As a sixteen year old girl I saw the Swedish film "My Life as a Dog" at the Fine Arts Theater in Mission, Kansas. At the time it was one of my favorite films, and although I have grown attached to far more movies than this one since then, it still retains a special place in my movie-going heart. It's been twenty-six years since I've seen it and I still recall scenes from time to time.
I've been blogging a lot about body issues lately. I've become friends with several fat activists. Big bodies have been on my mind. So I've been thinking of "My Life as a Dog" and how it was one of the first times I remember watching other people respond favorably toward a large woman.
The artist's model Berit, played by Ing-Marie Carlsson, is, in the parlance of the urban dictionary crowd, a BBW--a big, beautiful woman. All the townsfolk are hot for her.
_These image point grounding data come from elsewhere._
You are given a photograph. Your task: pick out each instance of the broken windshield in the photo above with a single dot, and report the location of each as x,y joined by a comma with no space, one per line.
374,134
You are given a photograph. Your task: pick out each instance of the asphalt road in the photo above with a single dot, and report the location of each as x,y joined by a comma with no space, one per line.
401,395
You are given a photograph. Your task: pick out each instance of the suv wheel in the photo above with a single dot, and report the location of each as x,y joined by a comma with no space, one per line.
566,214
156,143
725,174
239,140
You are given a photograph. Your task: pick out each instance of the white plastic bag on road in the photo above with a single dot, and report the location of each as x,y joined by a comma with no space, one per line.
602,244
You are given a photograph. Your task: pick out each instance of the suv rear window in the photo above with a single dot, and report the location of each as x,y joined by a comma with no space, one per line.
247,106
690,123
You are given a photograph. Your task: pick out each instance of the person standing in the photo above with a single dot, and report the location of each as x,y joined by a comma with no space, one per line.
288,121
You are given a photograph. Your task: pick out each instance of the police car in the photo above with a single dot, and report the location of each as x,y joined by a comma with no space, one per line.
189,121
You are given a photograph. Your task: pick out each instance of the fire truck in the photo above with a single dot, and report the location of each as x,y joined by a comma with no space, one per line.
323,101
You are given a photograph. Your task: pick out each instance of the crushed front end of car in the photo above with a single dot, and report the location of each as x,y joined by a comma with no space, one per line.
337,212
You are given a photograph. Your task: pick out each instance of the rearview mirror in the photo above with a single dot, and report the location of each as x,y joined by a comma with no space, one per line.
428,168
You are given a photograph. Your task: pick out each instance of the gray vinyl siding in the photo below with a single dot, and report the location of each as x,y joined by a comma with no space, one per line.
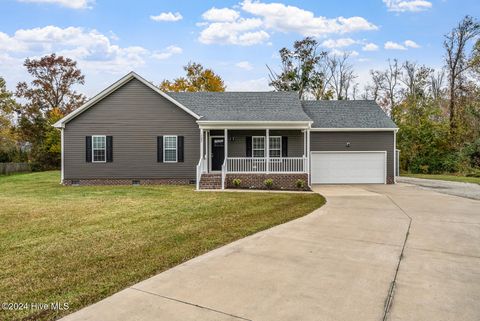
134,115
238,148
359,141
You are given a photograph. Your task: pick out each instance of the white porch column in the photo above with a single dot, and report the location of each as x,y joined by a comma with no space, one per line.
267,144
207,151
201,144
62,146
308,157
226,142
305,143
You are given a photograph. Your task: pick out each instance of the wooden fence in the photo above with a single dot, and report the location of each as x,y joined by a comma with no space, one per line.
9,168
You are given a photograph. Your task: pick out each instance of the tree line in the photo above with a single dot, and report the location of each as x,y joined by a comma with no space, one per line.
28,113
437,110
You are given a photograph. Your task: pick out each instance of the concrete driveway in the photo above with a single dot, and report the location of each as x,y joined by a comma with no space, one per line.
342,262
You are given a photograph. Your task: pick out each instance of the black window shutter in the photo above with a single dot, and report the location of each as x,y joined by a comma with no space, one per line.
109,149
284,146
88,149
248,144
180,149
160,149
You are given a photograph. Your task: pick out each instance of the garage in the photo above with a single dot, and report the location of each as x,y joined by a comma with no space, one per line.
348,167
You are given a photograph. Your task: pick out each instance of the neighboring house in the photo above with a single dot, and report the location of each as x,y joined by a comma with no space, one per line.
133,133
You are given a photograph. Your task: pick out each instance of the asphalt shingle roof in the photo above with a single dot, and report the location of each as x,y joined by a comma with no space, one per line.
347,114
243,106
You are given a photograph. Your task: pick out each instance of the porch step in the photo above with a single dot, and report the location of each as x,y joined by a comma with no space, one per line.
211,181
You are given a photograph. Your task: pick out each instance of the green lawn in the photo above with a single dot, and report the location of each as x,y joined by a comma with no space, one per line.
77,245
453,178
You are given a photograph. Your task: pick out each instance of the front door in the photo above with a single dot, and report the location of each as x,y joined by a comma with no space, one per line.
218,153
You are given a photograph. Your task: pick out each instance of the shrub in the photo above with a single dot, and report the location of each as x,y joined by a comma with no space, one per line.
268,183
237,182
423,169
300,183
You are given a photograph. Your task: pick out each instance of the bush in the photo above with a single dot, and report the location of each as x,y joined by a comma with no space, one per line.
423,169
237,182
268,183
300,183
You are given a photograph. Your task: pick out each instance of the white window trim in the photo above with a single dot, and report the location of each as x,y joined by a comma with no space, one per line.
104,149
254,149
176,149
265,147
270,145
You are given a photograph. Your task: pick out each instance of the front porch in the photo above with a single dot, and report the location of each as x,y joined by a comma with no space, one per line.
251,156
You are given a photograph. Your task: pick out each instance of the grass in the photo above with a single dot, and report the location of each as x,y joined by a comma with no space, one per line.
77,245
442,177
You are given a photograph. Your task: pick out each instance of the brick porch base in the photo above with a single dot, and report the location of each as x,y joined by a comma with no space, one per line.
256,181
140,181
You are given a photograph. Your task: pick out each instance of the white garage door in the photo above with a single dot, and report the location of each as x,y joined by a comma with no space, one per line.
348,167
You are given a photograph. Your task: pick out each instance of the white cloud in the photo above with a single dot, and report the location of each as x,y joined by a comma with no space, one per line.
242,32
260,84
338,43
221,15
411,44
370,47
286,18
92,50
167,53
244,65
167,16
337,52
72,4
390,45
226,26
407,5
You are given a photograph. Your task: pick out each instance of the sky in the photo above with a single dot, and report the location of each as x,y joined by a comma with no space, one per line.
237,39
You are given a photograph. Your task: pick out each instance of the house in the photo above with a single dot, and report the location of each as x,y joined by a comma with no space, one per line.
133,133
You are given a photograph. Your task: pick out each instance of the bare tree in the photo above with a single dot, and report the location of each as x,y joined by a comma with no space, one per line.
391,78
436,84
373,90
320,83
415,78
456,61
342,75
298,67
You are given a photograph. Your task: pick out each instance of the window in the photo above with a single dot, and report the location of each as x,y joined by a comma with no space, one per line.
275,146
258,146
99,147
170,149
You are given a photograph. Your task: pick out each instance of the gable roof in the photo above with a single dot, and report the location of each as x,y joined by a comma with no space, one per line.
243,106
107,91
347,114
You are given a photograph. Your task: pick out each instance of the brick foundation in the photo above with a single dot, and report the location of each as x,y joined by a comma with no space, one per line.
256,181
141,181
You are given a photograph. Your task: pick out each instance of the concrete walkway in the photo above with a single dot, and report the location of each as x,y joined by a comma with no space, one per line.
338,263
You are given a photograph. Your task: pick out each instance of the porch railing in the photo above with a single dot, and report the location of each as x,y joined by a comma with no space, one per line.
262,165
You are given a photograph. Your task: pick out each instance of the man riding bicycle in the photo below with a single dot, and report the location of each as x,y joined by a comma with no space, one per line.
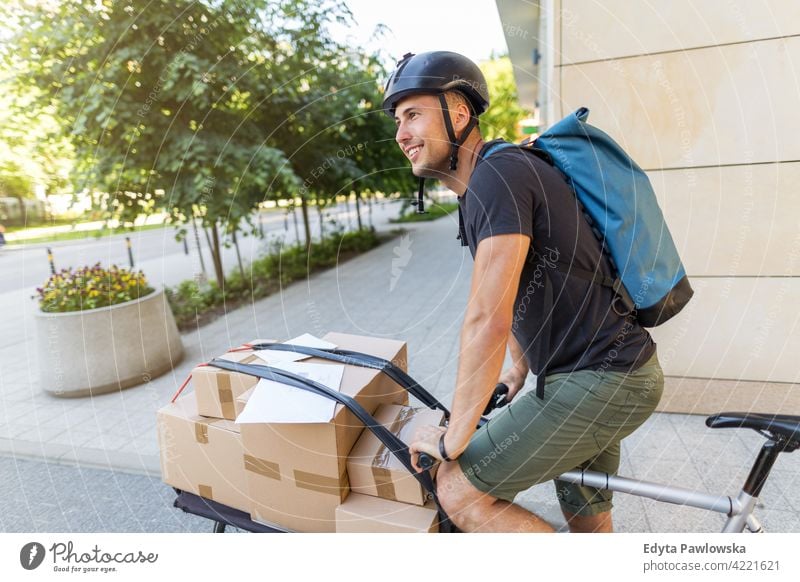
598,376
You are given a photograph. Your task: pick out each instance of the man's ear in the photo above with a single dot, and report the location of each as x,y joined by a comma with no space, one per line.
460,116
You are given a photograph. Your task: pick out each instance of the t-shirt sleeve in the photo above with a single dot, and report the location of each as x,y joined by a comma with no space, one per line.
501,198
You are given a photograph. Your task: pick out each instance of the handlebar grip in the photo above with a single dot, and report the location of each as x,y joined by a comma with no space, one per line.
426,461
499,398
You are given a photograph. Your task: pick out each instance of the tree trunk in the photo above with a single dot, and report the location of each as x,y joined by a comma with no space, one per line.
347,211
296,225
304,208
238,254
358,211
216,255
321,225
199,248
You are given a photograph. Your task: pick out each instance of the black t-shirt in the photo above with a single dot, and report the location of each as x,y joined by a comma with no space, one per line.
514,191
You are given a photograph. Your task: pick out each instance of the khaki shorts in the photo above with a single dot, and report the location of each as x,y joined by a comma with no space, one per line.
579,424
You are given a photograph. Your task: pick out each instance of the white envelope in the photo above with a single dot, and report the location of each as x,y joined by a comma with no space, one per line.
280,403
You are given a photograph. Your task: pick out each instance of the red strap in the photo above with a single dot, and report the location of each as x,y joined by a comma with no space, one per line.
185,383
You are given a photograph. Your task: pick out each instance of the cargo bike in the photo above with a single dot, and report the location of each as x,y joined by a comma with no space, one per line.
782,433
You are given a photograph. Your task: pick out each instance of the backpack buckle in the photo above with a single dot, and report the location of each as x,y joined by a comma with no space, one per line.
619,299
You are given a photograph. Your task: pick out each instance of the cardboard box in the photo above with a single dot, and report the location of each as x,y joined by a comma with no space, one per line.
374,470
368,514
216,390
202,455
297,473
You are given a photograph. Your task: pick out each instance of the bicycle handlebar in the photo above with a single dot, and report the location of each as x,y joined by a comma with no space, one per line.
498,400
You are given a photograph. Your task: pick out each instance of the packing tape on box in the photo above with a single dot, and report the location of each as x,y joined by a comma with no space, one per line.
225,395
262,467
201,432
205,491
322,483
381,473
302,479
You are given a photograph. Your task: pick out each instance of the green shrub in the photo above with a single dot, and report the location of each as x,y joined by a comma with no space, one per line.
91,287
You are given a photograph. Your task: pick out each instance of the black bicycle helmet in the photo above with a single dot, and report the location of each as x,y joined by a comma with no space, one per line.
434,73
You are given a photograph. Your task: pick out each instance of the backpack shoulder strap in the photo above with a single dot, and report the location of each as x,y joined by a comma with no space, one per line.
524,146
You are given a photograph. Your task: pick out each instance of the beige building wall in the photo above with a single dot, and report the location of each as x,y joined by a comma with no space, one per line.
705,96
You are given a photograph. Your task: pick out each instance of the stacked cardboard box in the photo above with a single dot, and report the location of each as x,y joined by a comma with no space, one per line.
368,514
291,475
297,473
386,497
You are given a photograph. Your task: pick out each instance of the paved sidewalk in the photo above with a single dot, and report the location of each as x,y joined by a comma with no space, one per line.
413,288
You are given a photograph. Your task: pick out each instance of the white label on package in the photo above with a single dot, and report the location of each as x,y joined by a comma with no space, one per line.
275,402
271,357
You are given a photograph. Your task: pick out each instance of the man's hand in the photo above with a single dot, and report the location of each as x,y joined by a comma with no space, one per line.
426,440
514,378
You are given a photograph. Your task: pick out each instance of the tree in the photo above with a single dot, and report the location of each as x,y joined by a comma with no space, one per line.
504,113
205,109
159,100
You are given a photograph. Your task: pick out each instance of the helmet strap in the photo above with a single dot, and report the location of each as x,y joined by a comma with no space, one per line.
419,203
455,142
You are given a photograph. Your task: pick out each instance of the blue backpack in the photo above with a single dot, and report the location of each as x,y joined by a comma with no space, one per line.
621,207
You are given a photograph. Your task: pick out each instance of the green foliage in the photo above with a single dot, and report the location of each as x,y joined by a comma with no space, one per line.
504,113
207,108
91,287
33,149
194,305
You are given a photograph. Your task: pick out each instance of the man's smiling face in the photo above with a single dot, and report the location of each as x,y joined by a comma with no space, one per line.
422,136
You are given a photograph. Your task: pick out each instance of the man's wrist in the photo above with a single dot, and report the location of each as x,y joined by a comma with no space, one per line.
449,449
443,449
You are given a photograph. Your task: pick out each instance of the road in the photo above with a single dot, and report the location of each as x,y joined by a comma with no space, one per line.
158,254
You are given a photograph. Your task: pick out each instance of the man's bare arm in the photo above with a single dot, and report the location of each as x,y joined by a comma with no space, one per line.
485,332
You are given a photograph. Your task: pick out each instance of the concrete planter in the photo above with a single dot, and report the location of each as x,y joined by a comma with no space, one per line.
90,352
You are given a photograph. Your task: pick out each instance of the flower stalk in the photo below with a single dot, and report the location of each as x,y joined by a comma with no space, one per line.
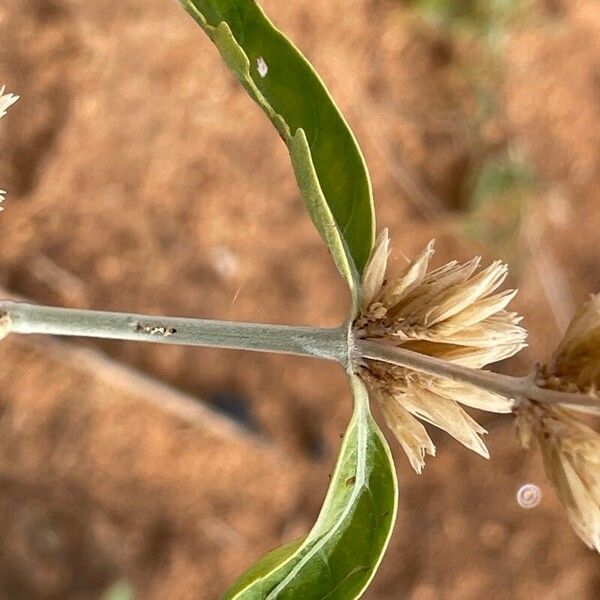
515,388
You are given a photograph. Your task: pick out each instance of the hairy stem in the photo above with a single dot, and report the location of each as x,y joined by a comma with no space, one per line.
516,388
21,317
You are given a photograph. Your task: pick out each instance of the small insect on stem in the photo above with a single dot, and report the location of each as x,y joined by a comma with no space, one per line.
155,329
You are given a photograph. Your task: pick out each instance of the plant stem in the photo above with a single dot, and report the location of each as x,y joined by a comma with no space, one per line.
27,318
516,388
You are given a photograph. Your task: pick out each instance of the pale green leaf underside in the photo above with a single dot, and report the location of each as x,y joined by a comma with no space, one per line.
339,557
327,161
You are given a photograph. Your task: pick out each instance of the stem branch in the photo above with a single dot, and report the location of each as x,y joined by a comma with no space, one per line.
28,318
516,388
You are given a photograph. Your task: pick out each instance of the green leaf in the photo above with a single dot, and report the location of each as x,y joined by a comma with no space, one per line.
340,555
328,164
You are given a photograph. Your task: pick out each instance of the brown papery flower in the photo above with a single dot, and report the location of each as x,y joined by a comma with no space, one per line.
450,313
570,447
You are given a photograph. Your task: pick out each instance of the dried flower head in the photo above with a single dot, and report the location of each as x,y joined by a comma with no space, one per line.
6,100
576,362
449,313
571,455
570,448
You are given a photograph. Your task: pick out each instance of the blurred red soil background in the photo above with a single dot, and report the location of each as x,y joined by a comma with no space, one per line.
142,178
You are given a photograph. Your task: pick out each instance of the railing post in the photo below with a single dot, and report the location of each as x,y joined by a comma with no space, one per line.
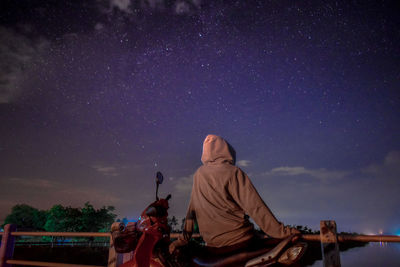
114,259
329,244
7,245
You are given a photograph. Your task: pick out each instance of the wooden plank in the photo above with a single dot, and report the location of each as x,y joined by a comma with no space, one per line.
68,234
48,264
114,259
329,244
7,245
The twelve-year-old protagonist nearly kills himself falling through a roof trying to peep on her during a nude modeling session. Already wide-hipped at sixteen, I vividly remember sitting in the scratchy seats under the big screen thinking to myself, "Wow, if I lived in Sweden in the fifties instead of Kansas in the eighties I'd be a beauty queen."
Here's the trailer. Warning: contains brief female nudity:
Watching this now, Berit doesn't seem that big to me at all. I'll have to go back and watch the movie on DVD and see how I respond to it as a forty-two year old woman who has learned to love her body, rather than when I first saw it, just five years after my sweet little fifth-grade self was diagnosed with anorexia nervosa after having been sent to Weight Watchers in third grade. Is it a case of I'm older now so things that seemed so big when I was a kid seem small now? Or were the pickins so slim for American images of BBWs in the eighties that I was too quick to lump not-really-all-that-big Berit into that category?